Çaykur, dekar başına 25 kilo çay alacağını beyan etmiştir. Çaykur alımlarda kota uygulayacağını açıklayınca, özel sektör bunu fırsat bilerek üreticinin çayını kilo başına 19 TL’den 12 TL’ye indirmiştir. Özel sektör 12 TL’den çay alıyor. Yani üretici ton başına 7.000 TL zararda. Akıl alır gibi değil. Üretici sahipsiz ortada kaldı. Nerede bu devlet, nerede bu hükümet?
Çaykur yaptığı açıklamada konunun eleştirilmesini istememektedir. Farklı açıklamalara itibar edilmemesini üreticiye tavsiye etmektedir. Bay Çaykur, üretici bu durumda ne yapacaktır? Özel sektör bedava çay almaya kalkıyor. Fırsatçılık yapıyor. Kim bu rezalete, kim bu emek hırsızlığına dur diyecek? Üreticimiz bizim açıklamalarımıza itibar etmesin tamam, peki üretici ne yapacak? Yetkililer buna cevap versin lütfen.
Çaykur, kota uygulamasıyla üreticiyi özel fabrikalara mahkum etti. Özel fabrikalar keyfi olarak istediği fiyattan çay alıyor.
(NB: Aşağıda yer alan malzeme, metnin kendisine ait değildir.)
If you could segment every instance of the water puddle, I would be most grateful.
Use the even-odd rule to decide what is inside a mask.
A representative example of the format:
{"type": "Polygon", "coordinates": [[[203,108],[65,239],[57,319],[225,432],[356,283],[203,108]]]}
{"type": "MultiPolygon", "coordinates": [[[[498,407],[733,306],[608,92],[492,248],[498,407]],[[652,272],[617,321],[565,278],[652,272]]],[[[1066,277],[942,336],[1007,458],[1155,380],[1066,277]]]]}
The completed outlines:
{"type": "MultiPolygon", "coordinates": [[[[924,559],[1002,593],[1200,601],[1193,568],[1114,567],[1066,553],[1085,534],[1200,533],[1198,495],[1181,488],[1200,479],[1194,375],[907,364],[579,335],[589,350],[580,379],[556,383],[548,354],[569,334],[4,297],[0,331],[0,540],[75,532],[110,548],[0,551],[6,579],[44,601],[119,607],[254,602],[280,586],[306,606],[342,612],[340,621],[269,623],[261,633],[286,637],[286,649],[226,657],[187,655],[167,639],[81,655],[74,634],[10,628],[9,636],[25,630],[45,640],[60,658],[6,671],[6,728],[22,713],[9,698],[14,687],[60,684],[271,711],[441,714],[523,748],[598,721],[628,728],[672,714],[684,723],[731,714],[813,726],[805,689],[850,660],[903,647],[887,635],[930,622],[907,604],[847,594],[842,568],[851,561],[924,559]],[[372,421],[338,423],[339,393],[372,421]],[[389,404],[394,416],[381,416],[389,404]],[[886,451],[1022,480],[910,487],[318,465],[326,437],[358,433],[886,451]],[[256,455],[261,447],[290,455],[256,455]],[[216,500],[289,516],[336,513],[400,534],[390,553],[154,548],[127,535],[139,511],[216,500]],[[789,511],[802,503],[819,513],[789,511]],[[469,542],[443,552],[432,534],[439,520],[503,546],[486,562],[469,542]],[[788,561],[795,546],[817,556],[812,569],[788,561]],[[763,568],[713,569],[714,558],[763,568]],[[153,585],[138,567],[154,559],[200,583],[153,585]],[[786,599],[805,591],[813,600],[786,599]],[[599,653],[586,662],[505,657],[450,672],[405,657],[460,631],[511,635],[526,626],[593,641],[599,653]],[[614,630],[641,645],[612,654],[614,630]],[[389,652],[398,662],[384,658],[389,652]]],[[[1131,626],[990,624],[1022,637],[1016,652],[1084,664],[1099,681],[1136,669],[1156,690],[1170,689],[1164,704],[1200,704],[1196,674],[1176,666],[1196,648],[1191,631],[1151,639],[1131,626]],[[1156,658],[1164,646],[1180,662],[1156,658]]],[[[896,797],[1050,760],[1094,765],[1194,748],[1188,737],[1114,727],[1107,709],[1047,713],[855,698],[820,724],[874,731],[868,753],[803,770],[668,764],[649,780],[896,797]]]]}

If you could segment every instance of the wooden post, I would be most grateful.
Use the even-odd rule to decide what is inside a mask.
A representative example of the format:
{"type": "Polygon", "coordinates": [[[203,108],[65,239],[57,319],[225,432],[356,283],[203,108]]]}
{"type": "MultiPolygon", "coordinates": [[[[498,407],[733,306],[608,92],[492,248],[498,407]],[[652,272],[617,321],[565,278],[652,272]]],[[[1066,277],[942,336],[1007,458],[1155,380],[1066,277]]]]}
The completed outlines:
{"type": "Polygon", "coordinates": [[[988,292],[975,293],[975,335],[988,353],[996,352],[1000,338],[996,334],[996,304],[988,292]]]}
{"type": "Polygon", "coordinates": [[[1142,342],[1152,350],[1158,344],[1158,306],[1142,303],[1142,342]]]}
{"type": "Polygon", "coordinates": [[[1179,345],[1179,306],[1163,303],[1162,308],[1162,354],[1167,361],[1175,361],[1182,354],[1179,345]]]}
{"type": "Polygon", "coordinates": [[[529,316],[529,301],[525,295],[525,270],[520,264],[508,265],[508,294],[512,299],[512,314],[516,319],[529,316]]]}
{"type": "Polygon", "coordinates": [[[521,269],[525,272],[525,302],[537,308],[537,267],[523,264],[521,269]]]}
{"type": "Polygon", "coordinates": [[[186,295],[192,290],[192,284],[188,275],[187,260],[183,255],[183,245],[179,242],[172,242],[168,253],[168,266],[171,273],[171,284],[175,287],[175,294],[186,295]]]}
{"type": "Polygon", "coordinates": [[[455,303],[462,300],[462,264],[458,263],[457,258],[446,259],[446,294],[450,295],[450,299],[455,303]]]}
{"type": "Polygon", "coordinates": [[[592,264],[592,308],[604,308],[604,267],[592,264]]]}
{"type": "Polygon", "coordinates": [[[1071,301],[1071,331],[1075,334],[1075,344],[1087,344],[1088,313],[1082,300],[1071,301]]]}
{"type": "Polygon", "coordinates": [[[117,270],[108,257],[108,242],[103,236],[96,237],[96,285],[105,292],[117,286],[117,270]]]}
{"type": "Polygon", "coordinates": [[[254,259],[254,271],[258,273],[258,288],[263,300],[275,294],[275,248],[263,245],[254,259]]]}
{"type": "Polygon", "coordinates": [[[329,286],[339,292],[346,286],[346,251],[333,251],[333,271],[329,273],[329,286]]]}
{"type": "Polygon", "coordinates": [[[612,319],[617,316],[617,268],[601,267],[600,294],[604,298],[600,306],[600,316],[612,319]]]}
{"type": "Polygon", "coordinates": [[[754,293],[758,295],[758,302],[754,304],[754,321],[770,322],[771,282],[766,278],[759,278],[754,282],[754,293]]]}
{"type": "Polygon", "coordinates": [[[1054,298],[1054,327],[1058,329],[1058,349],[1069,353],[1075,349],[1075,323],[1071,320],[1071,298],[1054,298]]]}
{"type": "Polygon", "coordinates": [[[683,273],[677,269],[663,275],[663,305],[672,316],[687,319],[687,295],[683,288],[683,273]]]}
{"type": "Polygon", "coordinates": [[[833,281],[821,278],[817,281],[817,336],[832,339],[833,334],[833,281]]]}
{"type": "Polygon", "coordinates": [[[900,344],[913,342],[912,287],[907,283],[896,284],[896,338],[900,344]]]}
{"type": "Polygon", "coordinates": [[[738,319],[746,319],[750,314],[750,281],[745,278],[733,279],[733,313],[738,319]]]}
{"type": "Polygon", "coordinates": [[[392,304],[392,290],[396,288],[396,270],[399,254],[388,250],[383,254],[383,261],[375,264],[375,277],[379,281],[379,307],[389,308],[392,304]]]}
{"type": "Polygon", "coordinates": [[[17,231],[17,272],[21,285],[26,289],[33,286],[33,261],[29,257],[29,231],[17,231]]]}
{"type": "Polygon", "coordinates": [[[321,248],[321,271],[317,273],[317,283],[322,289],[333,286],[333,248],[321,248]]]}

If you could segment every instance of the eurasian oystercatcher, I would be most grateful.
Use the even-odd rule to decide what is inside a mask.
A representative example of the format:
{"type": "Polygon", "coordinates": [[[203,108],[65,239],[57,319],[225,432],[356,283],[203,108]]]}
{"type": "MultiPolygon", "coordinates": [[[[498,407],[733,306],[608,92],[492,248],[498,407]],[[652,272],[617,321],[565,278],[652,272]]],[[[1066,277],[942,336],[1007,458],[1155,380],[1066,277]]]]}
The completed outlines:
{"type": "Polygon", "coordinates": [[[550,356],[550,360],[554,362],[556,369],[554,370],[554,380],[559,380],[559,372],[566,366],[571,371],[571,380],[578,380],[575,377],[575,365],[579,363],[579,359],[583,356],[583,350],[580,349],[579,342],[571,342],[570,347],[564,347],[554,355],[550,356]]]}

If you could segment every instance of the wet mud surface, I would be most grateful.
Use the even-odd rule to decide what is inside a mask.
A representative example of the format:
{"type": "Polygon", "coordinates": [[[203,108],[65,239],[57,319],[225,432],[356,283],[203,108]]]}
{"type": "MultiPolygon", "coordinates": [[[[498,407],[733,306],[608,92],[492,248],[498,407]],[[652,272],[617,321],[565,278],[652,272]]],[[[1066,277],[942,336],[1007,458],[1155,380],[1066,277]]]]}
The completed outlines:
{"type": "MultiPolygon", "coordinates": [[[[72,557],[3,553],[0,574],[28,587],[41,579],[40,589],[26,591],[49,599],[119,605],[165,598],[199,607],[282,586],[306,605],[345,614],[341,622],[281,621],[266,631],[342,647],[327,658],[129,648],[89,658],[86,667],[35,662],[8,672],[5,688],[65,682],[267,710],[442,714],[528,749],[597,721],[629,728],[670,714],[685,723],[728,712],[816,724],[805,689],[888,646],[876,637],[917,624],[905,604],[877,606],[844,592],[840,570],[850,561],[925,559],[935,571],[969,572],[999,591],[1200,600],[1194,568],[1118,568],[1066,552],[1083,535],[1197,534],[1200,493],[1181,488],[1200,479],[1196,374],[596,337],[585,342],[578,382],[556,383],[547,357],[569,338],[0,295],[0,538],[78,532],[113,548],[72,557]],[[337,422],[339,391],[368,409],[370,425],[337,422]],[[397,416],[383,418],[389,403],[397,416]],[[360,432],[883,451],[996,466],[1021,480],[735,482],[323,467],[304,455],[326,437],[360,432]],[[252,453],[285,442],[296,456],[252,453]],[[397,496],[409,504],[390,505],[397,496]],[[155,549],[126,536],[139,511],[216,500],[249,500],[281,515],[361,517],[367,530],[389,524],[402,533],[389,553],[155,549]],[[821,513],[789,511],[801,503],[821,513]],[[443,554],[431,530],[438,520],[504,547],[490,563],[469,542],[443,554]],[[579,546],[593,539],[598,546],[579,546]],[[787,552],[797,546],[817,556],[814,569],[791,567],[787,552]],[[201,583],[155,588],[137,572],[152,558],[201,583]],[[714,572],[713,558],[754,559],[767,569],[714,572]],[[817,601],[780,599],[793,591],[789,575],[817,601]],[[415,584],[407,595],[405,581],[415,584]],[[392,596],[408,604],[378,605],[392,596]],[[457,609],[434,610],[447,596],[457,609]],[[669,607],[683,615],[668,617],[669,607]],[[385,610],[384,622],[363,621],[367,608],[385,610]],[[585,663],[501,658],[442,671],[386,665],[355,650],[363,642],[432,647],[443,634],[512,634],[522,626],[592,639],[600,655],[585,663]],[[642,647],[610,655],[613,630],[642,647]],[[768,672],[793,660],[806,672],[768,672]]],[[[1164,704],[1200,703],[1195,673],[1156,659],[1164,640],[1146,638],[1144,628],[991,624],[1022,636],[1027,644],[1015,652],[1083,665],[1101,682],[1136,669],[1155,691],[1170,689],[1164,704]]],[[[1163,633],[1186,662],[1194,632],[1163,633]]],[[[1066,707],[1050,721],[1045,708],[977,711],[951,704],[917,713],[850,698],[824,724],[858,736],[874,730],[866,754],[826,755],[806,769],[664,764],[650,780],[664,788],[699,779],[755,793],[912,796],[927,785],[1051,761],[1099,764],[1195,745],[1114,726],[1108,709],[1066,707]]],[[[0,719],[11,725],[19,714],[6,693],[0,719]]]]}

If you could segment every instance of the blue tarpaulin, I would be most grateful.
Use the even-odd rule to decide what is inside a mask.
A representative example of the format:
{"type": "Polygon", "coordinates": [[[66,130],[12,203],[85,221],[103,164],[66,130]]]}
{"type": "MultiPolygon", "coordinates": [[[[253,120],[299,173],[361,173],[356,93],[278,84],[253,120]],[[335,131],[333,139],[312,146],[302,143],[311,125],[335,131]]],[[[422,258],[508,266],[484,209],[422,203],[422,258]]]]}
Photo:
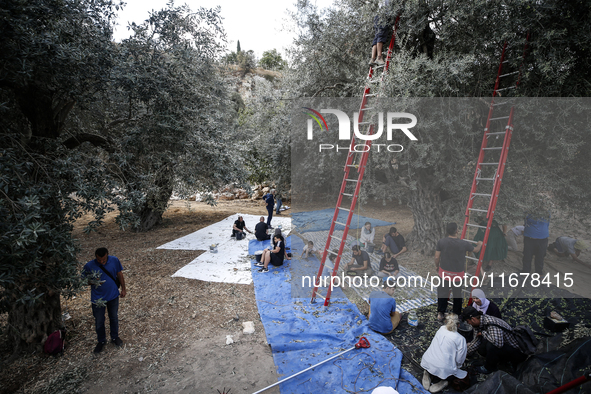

Özel sektör fırsatçılık yapıyor, emek hırsızlığı yapıyor. Çaykur'un dekar başına kotayı 25 kiloya düşürmesi sonrası özel sektör firmaları bu durumu açıkça fırsata dönüştürerek çay fiyatını 12 TL'ye kadar düşürmüşlerdir. Çaykur, üreticiyi mağdur eden, özel sektörün insafına bırakan bu uygulamadan bir an önce vazgeçmelidir.
Üretici, ürettiği çayın önemli bir bölümünü özel sektör kuruluşlarına satmak zorunda kalmaktadır. Bunun adı “dolaylı özelleştirmedir”. Çaykur’u satmak için bahane arandığını düşünüyoruz. Özel sektör, hükümetin belirlediği kilo başına 19 TL fiyatın altında çay alamaz. Alıyorsa burada fırsatçılık var demektir. Alıyorsa burada emek hırsızlığı var demektir. Alıyorsa burada bir sıkıntı var demektir. Bu durum, üreticilerimizin zor koşullarda ürettiği ürününü adeta yok pahasına satması anlamına geliyor.
Bu beceriksiz, öngörüsüz ve plansız programsız iktidar, çay üreticimizin perişan olmasını adeta seyrediyor. Çayda yaşanan bu kriz, ülkenin nasıl yönetildiğini gözler önüne sermektedir. Hükümet bu uygulamayla kimlerin önünü açmaktadır? Bunun iyi düşünülmesi gerekir.